I walked to the mailbox the other day and met a new neighbor. He moved in six years ago. I then had to ask myself how that’s possible. The answer is pretty weird. The reason is that I shun all my neighbors, because I fear them.
When I was fourteen, a lunatic neighbor rode up the hill on a black horse. Apparently, some hunter had mistaken his horse for a deer and shot at it. They missed, but he snapped. He rode up to our house. My three younger brothers were inside and I went out to see what this guy wanted. He sat on his black horse, all dressed in black with a black Eastwood hat. He had a stick of dynamite in his belt and a lit cigar in his mouth. I’m not making this shit up. He started yelling at me about shooting at his horse. Then he pulled a revolver from his holster, aimed it at me, and shot. The bullet hit the ground about three feet away and sprayed dirt and rocks. Some hit my arm and cut it, causing it to bleed. I tried to move, but I couldn’t. My entire body locked up and my knees shook. All I could do was stand there. He then told me he was going to blow up our house. And I believed him.
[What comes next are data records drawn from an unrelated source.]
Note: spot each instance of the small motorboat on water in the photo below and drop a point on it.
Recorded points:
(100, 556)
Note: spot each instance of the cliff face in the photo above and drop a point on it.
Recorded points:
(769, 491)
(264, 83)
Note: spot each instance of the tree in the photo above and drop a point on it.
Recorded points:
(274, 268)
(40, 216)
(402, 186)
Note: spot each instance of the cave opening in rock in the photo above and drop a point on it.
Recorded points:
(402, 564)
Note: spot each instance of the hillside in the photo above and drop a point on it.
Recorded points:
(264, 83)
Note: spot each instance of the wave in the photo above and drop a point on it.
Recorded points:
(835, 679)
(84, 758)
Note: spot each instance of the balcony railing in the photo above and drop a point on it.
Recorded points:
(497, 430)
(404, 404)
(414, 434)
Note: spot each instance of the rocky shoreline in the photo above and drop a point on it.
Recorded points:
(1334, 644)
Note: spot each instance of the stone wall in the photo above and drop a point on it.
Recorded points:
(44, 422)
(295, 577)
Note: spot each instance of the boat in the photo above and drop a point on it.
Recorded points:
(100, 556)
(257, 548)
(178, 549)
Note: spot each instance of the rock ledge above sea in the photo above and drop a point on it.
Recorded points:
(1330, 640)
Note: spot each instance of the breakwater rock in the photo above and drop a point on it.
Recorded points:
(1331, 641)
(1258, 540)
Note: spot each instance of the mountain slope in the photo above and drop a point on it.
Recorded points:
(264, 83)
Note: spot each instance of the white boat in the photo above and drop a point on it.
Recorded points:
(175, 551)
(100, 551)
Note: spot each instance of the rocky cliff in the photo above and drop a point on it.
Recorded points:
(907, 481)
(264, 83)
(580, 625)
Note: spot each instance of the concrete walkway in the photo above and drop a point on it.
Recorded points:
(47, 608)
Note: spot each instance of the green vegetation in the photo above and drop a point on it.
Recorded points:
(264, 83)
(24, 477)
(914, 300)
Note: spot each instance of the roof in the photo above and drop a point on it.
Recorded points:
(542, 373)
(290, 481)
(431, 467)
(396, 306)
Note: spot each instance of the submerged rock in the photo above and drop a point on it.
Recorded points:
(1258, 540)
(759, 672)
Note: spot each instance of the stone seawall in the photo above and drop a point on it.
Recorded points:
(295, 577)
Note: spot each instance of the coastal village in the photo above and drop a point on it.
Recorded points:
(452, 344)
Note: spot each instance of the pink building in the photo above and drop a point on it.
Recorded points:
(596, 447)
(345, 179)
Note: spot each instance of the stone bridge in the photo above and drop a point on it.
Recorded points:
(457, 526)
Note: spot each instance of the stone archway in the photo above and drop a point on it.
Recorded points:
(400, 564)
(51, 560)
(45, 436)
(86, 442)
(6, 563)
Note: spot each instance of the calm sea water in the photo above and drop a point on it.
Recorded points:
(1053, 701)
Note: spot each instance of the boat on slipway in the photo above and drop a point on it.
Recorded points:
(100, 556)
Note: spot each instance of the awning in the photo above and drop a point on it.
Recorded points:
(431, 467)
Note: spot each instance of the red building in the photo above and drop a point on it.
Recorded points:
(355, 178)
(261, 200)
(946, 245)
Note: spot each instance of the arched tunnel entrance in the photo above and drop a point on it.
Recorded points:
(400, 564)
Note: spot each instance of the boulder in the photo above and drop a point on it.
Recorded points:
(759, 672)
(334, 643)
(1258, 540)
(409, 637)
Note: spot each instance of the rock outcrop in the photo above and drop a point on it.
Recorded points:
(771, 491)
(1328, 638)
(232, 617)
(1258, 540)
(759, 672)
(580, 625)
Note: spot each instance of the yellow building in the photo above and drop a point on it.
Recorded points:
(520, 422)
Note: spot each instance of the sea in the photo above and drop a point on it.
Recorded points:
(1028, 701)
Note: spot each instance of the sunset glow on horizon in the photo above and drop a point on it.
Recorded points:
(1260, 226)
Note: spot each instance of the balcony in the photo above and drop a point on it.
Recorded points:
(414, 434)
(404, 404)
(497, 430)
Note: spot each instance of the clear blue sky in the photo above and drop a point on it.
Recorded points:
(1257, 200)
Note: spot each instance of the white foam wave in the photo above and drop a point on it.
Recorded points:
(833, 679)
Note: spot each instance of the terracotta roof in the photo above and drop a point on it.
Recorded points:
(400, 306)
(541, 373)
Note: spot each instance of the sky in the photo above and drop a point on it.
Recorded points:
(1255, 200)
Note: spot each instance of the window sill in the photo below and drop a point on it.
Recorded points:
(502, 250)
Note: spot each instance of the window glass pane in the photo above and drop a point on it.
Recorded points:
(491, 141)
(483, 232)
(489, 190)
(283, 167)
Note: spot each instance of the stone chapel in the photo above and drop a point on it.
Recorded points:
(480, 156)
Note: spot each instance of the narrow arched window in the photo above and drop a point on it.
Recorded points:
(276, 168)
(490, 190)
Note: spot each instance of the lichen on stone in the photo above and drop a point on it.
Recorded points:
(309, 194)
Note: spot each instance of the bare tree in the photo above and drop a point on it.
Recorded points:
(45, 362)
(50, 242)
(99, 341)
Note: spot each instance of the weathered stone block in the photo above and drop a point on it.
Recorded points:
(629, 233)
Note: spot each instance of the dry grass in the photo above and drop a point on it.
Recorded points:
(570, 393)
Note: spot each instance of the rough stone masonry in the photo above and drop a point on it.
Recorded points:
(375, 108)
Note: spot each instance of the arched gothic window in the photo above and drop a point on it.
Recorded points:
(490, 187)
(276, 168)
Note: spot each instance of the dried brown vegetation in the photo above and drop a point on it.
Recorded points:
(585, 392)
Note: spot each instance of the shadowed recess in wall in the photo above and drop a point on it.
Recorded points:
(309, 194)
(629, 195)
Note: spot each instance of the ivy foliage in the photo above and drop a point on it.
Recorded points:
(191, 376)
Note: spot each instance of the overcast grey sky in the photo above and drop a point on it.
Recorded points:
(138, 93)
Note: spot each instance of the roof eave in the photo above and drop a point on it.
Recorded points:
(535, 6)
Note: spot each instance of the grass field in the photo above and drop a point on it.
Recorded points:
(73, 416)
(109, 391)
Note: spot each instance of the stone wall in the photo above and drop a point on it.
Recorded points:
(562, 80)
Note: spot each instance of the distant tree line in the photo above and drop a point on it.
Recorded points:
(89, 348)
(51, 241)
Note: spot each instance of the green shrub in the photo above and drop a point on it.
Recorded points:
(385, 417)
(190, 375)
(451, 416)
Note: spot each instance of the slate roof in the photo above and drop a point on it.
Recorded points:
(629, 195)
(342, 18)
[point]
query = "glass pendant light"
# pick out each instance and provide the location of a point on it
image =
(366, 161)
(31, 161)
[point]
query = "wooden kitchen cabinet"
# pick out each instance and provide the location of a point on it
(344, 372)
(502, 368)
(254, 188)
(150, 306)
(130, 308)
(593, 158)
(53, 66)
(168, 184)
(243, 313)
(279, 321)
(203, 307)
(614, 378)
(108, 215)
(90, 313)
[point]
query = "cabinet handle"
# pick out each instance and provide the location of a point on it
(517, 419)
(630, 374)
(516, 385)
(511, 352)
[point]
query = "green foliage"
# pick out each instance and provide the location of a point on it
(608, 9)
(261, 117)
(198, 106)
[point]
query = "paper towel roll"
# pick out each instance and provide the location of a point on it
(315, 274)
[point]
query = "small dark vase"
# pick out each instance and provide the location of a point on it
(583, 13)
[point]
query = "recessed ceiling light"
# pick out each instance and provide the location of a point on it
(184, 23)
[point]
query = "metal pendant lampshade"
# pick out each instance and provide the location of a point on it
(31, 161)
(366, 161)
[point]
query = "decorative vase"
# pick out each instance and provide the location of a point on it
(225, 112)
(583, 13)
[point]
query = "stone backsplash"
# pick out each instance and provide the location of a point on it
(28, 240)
Then he rode off down the road and tried to threaten several other neighbors. My parents weren’t home at the time and there were no cell phones then. When they got home, my dad called the cops. They did nothing about this guy.
My dad told us next time to get the shotgun and duck down below the window, then pop up and shoot the person in the chest. I guess fifty-nine-year-old me has been expecting “next-time” to come some day. Thankfully, it never has. And I wonder about myself. Would I freeze on the spot like fourteen-year-old me? Would I be able to take someone’s life for threatening my family? Should I? And I hate that we live in a world where that choice has to be made. I feel for the people that live through things like that. I sympathize with people who were minding their own business, living their lives, and a war came along and ran through their yard.
So yeah, I keep to myself up here. I don’t talk much with neighbors. I don’t go out and meet the new ones. I don’t get in their business and I mind my own. And I pretty much like it that way. It doesn’t mean I’m a horrible person, or that I hate them. I just like it quiet and private.